Design Principles

MIM Design Principles

Recognizing Good MIM Candidate Parts

The strengths of a viable MIM component trace to worthwhile production quantities of at least 10,000 pieces annually, shape complexity, material performance, and component cost. MIM has a cost advantage in instances where the shape complexity is outside the comfort range of other manufacturing routes.

Small quantities; at a few thousand per year, give little opportunity to amortize tooling and engineering costs and are generally discouraged. Often the best match is with production quantities exceeding 20,000 per year, but some projects are successful at 10,000 parts per year (sometimes even less in rare situations). On the other hand some components in cell telephones, computers, eyeglasses, and dental orthodontic brackets reach levels approaching 100 million per year.

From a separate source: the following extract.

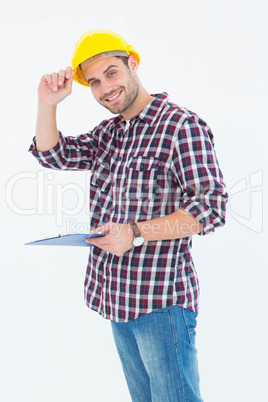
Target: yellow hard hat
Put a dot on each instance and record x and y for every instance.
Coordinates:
(97, 42)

SMP has projects that require thousands of components per year up to multi-millions with automation integrated on the production floor.

Smaller parts; typically part weights of 25 grams or less are the best fits for MIM, although some parts of 100 grams or more are possible and are in production at SMP. Another key characteristic is thinner wall sections, wall sections up to 0.250″ or 6mm are possible but not recommended. Usually MIM parts are 3″ or less in any direction but there are some exceptions that exceed this length.

Combining multiple part assemblies into a single component; screws, adhesive bonding, soldering, and welding can be eliminated with MIM.

Recognizing Good Candidate Parts

Recognizing Good Candidate Parts

Shape complexity is an area where MIM is strongest. It depends on the number of engineering specifications required to define the component. MIM is often applied for components ranging from 20 specifications (dimensions, locations, surface finish, and such) on the engineering definition to more than 250 specifications. Components with many features often require post- sintering machining operations to hold tolerances. About half of the production components have over 70 features. Components, such as wristwatch cases are good examples of the complexity level where MIM excels.

Recognizing Good Candidate Parts

Material properties are a third selection factor. Many materials are available via MIM. When the material is difficult to machine, such as tool steels, titanium, ceramics, stainless steel, or nickel- base alloys, then MIM is most beneficial. Because of widespread use, stainless steels or oxide ceramics are usually good choices from a cost standpoint. The properties attained in MIM converge to those listed in engineering handbooks.

The key criteria that help identify good MIM candidates are summarized as follows:

  • Production quantity more than 10,000 per year, often exceeding 20 million per year
  • Number of engineering features up to 250, most often in the range of 75
  • Most materials are available, but stainless steels, oxide ceramics (alumina, zirconia), steels, tool steels, nickel alloys, iron-nickel soft magnetic alloys, and specialty alloys of tungsten, titanium, cobalt-chromium, and electronic alloys are most popular
  • Property levels generally rival handbook tabulations for similar compositions and heat treatments.